As of Jun 24, 2020, cash and cash equivalents amounted to $43.9 million compared with $13.4 million as on Jun 26, 2019.

Long-term debt was $1,208.5 million as of Jun 24, 2020, compared with $1,206.6 million on Jun 26, 2019. Total shareholders’ deficit in the reported quarter came in at ($479.1) million compared with ($778.2) million as of Jun 26, 2019.

As of Jun 24, 2020, the company made dividend payments worth $57.4 million, compared with $60.3 million as on Jun 26, 2019.

Fiscal 2020 Highlights

Adjusted earnings for fiscal 2020 were $1.71 compared with $3.93 reported in 2019.
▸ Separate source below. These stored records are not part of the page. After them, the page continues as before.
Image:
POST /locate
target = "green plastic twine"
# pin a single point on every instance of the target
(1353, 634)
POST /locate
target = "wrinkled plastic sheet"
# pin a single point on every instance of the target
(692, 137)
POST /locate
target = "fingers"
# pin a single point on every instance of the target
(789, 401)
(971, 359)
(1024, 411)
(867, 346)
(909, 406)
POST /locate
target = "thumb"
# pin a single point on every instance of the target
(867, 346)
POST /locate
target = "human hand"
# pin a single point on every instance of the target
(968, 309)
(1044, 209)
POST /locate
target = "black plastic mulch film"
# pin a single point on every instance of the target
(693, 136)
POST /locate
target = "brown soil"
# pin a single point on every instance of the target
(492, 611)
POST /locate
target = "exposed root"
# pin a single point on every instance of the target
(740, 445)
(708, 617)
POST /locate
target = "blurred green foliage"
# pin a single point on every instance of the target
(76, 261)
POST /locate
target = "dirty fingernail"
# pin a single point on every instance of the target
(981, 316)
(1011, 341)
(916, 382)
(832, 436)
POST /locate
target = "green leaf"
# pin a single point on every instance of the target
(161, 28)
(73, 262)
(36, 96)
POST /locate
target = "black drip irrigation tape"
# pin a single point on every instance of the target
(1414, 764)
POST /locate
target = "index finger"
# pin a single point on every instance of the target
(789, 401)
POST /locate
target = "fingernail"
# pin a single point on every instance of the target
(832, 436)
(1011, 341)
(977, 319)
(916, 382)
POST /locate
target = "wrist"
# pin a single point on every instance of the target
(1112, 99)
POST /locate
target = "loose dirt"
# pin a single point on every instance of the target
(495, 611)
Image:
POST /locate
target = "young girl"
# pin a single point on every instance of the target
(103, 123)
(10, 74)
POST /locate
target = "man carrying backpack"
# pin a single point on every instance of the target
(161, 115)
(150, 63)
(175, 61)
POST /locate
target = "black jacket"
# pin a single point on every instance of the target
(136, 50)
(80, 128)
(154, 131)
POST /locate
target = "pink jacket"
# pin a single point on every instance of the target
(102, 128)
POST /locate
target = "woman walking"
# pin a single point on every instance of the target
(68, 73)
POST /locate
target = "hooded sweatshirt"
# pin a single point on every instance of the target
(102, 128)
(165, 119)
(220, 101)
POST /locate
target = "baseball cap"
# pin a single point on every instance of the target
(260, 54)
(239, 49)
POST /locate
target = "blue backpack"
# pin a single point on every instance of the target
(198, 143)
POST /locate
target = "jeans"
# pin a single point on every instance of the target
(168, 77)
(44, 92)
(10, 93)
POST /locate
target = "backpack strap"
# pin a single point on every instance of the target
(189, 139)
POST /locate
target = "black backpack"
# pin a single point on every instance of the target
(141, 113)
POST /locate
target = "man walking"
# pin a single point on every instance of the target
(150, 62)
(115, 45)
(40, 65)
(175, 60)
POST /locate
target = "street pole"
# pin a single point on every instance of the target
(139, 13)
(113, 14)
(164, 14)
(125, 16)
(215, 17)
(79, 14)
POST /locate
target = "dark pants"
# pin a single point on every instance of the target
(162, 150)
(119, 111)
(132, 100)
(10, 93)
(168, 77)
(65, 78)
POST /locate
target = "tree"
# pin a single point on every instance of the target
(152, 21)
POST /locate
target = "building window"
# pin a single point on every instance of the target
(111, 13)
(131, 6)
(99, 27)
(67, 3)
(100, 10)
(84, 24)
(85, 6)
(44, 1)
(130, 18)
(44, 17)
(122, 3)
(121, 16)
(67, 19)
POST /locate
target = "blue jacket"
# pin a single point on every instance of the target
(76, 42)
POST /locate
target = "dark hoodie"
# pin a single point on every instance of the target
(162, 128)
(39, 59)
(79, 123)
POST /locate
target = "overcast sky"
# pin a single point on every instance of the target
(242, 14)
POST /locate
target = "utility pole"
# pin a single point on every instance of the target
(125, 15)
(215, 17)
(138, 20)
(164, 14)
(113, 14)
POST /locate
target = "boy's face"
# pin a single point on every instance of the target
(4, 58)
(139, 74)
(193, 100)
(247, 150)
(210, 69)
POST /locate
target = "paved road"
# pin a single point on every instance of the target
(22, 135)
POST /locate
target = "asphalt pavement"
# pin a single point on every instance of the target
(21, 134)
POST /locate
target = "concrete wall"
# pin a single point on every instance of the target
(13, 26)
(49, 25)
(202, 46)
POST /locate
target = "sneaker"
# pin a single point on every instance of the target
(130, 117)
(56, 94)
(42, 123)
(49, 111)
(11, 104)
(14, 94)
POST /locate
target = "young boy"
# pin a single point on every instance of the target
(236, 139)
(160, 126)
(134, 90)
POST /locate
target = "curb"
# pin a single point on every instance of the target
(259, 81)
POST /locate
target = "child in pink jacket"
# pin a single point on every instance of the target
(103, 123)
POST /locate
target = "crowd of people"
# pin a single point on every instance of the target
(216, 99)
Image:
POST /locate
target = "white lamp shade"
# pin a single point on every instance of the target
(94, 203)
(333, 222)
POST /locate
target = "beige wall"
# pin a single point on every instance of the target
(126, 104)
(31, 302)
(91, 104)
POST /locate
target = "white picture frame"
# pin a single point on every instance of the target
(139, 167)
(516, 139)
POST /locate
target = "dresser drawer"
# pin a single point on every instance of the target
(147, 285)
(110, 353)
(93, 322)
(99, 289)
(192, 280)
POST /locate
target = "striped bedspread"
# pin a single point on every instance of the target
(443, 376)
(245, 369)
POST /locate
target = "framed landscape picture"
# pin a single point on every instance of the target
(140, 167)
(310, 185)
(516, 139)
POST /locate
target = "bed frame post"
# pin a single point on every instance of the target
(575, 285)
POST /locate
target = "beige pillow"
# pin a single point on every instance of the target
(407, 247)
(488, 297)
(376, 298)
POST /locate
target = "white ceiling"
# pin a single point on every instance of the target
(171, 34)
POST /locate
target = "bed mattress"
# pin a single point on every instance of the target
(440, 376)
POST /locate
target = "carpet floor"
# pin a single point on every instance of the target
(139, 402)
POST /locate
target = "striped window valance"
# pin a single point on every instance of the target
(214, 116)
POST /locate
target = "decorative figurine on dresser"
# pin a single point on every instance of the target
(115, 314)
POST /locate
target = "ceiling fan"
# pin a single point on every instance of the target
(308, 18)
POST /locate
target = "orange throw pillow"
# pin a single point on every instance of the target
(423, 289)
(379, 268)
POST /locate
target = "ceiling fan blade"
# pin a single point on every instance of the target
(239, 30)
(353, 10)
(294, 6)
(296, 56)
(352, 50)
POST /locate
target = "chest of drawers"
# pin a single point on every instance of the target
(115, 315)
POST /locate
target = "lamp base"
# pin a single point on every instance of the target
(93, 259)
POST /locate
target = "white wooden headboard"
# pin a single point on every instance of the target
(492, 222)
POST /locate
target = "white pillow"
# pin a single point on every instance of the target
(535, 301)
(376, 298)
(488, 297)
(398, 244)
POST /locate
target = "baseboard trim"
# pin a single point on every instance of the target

Total revenues for fiscal 2020 were reported at $3,078.5, compared with $3,217.9 in 2019.

For 2020, operating income (as a percentage of total revenues) came in at 2% compared with 7.2% reported in 2019.

Other Business Updates

On Jun 23, 2020, the company in partnership with Doordash launched a new virtual brand – It’s Just Wings. Notably, 1,050 of its company-owned restaurants were launched nationally.

Fiscal First Quarter 2021 Outlook

For first-quarter fiscal 2021, adjusted net loss per share is expected in the range of 40 cents to 25 cents. The Zacks Consensus Estimate for the same is currently pegged at a loss of $1.47 per share. Operating cash flow is expected to be positive, while comparable restaurant sales are expected to decline low to mid-teens.

Zacks Rank & Key Picks

Currently, Brinker carries a Zacks Rank #4 (Sell).

Some better-ranked stocks in the same space include Jack in the Box Inc. JACK, Papa John's International, Inc. PZZA and El Pollo Loco Holdings, Inc. LOCO, each carrying a Zacks Rank #2 (Buy). You can see the complete list of today’s Zacks #1 Rank (Strong Buy) stocks here.

Jack in the Box has a three-five year earnings per share growth rate of 10.6%.

Papa John's earnings in 2021 are expected to surge 64.8%.

El Pollo Loco has a trailing four-quarter earnings surprise of 94.1%, on average.